Fixing that appealed to President Barack Obama, "who really is this sort of rationalist, pragmatist, sort of policy guy," he said. "People had been squabbling over the details for several years; the prospect of $27 billion really did focus the mind."

It also turbocharged an entire sector of the economy.

"Obama's stimulus was the catalyst that lit this industry up five years ago," says Wieland. "We haven't looked back since."

[See also: ARRA changes game for IT projects]

In a busy decade for healthcare, meaningful use would seem the be the signature event.
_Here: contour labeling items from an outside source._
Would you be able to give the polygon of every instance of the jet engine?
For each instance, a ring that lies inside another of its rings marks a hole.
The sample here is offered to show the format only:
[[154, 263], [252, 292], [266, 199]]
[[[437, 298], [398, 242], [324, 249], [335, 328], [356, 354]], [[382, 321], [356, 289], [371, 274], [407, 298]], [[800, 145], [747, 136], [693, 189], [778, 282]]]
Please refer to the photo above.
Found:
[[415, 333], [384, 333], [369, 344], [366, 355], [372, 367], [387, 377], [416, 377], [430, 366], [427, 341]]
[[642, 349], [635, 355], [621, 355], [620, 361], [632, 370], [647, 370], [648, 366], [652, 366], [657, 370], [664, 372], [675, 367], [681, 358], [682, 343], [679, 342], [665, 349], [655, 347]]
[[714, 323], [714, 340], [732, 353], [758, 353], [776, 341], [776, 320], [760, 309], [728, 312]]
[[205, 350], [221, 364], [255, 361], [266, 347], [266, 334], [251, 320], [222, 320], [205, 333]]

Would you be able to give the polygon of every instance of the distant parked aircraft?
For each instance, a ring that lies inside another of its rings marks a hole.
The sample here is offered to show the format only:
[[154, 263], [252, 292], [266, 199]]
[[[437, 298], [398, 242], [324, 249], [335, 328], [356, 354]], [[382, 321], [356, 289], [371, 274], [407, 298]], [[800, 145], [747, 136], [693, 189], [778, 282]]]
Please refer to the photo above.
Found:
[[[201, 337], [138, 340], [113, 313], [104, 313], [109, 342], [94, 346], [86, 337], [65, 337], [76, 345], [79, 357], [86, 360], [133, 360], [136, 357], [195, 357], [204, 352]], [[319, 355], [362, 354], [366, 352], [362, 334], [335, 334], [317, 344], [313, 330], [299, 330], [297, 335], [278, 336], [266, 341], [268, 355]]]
"As much as I have some misgivings about it, I would have to say it has been," says Moore. "It has dramatically accelerated the adoption of IT," he says. "But there's been a lot of unintended consequences as a result of this."

For one thing, Stage 1 criteria had hurdles that were fairly low. Understandable, sure, since widespread adoption was the goal. "But I believe also that these artificially low barriers allowed a lot of EHR vendors that frankly should have gone the way of the dodo to continue to exist," says Moore.

The stimulus was "a huge shot in the arm" to a lot of companies that may not have deserved it, he says. "Unfortunately a lot of providers were just going out and buying whatever they could find that was certifiable for Stage 1. And now they're stuck with systems that really don't fit what they need."